The Psychology Concentration provides students with the theoretical and methodological tools to conduct psychological research. The main approach is quantitative although a focus on qualitative methods is available. Students may specialize in social, clinical, or developmental psychology or develop expertise across these areas. Core faculty conduct research on exciting topics including sexual violence, trauma, and sexuality. Students who successfully complete this concentration will acquire key skills and credentials for the academic and non-academic job markets.


This concentration trains Ph.D. students at the intersections of feminist, gender and sexuality studies and visual culture, art and performance studies. It comprises training in theory, method, and practice (including curation) that draws on disciplinary and interdisciplinary courses in the Visual Culture Ph.D. minor (through the Center for Visual Cultures and the Department of Art History), the Program in Interdisciplinary Theatre Studies (administered by the Department of English), the Department of Art History, and the Department of Communication Arts. The concentration’s five required courses, totalling 15 credits, balance the need for training in theory, practice, and method with each student’s need to cultivate an area of specialization.

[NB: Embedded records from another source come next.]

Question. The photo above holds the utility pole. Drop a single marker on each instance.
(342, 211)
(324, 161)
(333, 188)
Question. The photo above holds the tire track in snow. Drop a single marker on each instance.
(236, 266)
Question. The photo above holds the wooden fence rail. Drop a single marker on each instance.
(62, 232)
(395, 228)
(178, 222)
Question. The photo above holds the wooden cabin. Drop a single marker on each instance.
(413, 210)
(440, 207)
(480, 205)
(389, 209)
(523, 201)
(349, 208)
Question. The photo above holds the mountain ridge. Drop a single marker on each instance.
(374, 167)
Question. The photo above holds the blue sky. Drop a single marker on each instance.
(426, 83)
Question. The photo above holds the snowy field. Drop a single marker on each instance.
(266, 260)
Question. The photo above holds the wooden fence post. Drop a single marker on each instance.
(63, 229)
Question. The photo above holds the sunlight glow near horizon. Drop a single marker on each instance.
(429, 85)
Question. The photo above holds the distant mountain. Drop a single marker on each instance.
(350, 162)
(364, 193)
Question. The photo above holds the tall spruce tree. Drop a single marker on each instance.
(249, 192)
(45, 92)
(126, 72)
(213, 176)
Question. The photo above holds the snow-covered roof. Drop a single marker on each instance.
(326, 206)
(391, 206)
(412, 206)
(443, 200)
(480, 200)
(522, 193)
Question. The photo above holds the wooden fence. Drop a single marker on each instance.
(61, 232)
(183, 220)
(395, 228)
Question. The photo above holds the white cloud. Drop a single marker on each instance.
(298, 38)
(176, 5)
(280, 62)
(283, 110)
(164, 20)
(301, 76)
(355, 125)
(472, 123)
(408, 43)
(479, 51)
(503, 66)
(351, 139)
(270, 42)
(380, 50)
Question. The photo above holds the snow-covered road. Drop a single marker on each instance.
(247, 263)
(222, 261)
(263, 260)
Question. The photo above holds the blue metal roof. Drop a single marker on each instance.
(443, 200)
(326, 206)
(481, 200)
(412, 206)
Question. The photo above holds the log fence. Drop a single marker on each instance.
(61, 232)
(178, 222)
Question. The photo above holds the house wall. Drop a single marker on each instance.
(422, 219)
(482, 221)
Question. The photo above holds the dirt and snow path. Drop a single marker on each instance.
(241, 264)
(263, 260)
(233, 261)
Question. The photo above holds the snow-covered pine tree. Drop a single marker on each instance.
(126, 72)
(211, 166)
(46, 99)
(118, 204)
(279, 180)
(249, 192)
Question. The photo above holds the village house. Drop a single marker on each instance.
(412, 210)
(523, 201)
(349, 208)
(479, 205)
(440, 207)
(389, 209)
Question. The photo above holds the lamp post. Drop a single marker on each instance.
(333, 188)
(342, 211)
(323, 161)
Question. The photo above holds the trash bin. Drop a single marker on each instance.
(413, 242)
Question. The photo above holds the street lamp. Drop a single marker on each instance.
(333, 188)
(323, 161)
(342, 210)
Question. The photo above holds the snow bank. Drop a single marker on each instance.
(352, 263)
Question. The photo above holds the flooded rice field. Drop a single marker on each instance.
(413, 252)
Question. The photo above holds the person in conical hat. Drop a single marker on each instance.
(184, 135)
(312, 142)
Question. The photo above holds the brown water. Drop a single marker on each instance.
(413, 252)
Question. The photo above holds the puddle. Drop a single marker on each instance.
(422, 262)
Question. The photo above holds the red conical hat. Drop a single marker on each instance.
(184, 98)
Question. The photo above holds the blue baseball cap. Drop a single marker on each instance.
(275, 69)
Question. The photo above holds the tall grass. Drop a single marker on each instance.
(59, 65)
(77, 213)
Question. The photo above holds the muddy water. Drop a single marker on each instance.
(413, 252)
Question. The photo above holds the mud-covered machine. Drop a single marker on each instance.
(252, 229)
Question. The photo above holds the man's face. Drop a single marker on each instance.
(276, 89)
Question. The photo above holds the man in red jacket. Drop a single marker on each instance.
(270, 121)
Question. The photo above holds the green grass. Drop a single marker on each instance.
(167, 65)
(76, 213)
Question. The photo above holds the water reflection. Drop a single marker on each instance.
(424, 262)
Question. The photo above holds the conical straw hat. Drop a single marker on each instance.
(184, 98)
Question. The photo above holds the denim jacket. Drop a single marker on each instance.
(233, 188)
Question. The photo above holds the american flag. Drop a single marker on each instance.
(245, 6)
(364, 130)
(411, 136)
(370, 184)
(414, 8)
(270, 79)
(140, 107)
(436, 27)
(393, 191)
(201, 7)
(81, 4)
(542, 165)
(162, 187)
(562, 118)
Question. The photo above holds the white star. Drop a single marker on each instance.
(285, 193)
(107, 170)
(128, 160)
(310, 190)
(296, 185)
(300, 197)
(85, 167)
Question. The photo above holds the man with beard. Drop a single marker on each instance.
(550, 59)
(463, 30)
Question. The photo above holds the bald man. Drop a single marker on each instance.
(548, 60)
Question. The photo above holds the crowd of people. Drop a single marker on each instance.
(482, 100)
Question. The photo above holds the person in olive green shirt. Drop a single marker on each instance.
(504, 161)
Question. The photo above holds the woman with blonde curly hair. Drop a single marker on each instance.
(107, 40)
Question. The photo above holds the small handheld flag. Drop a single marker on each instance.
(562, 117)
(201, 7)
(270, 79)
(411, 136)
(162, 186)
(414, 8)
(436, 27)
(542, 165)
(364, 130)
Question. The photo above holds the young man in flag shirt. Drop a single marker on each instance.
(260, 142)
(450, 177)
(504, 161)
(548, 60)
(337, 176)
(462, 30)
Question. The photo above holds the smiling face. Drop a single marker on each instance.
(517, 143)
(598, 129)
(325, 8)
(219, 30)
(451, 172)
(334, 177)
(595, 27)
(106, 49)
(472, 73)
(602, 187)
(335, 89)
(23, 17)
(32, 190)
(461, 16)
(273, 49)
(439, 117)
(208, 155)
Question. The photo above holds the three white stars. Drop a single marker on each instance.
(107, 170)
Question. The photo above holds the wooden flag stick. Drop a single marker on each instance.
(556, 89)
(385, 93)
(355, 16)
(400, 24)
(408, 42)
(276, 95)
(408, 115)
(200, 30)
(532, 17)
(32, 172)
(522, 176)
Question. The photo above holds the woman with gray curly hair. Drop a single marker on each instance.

Students who pursue this concentration may also take courses, with their advisor’s approval, in visual culture, film, media and performance offered by key partner units. These units include: African Cultural Studies; African-American Studies; Asian American Studies; Asian Languages and Cultures; Chicana/o Studies; Design Studies; English; French and Italian; German, Nordic, and Slavic; Landscape Architecture; Material Culture Studies Program and Spanish and Portuguese.






Students may choose to pursue an individualized concentration if they cannot find a pre- specified concentration that aligns with their research interests and career aspirations. Individualized concentrators must successfully demonstrate that their proposed plan of study cannot reasonably be completed within an already established concentration. Students are required to work with their GWS faculty advisor to design the right breadth and depth of coursework that meets their specific research needs and career goals.